We walked up to and past the Mushroom (it’s pretty obvious why this shelter has been given that name!)
We carried on along the path for a while. Views over to Arnside and Morecambe Bay opened, although the atmosphere was rather hazy in that direction, so not so good for photography.
Before the path began to descend we turned around and took the path closer to the edge of the steep cliff on the west side of the scar. It’s a fair drop down to the valley below.
When we reached the Pavillion we stopped for a drink and to soak up the scenery. the panorama which used to line the inside of the pavillion roof had gone, but I’m familiar enough with the fells to be able to identify most of what i was looking at.
After a while we set off back along the ridge, returning to the car. It had been, for me, a much shorter walk than normal, but J hadn’t been out walking for a while so the shorter jaunt suited her and I’d enjoyed the views and the opportunity to put into context the words I’d been reading.
The Blackbird Diaries and Karen Lloyd’s other book The Gathering Tide, about Morecambe Bay, are both a good read if you’re interested in the wildlife, landscape and the context of this part of the world. they’re both published by Saraband Books, an independent publisher based in Salford, and their catalogue is well worth exploring.
There’s another book about this landscape and its flora and fauna About Scout Scar: Looking into a Cumbrian Landscape by Jan Wiltshire, which was recommended to me by fellow WordPress blogger, Mark of Beating the Bounds after a previous visit and blog post. Jan continues to write up her observations in her blog.
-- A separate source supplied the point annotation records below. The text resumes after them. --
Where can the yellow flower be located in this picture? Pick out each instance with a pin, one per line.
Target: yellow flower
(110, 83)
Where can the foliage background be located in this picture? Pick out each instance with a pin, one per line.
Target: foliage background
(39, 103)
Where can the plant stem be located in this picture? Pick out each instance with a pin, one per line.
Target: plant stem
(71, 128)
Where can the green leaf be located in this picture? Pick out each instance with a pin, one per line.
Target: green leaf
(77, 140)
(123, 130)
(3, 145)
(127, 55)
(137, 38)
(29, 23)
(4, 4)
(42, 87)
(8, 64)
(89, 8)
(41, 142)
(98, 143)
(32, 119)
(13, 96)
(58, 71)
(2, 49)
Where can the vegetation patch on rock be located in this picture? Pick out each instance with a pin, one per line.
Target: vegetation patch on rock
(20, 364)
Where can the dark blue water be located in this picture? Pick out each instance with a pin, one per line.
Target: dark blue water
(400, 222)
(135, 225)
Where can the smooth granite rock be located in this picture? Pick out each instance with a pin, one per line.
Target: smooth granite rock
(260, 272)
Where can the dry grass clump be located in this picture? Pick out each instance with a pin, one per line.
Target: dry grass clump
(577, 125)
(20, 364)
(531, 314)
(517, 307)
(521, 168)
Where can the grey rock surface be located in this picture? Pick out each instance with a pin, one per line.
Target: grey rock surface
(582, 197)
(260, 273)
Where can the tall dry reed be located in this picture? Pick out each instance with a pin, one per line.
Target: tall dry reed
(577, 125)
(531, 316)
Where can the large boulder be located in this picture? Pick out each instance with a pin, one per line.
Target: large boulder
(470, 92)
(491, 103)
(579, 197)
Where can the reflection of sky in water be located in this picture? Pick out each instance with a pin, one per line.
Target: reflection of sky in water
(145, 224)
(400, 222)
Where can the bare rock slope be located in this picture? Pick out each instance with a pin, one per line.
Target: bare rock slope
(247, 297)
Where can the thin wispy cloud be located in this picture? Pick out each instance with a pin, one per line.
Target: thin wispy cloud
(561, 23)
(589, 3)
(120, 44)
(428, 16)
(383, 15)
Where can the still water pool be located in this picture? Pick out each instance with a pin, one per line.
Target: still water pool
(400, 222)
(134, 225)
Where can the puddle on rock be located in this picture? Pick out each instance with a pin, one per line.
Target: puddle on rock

Reaching the car we drove back down to Kendal, parked up, had a wander around the town (which was very quiet) and picked up some shopping before the drive back home.
This has been out of print for years and difficult to get hold of, but it’s been recently revised and reissued by the Wainwright Society. I ordered a copy when I got home and it arrived a couple of days later. The first fell in the book is Scout Scar.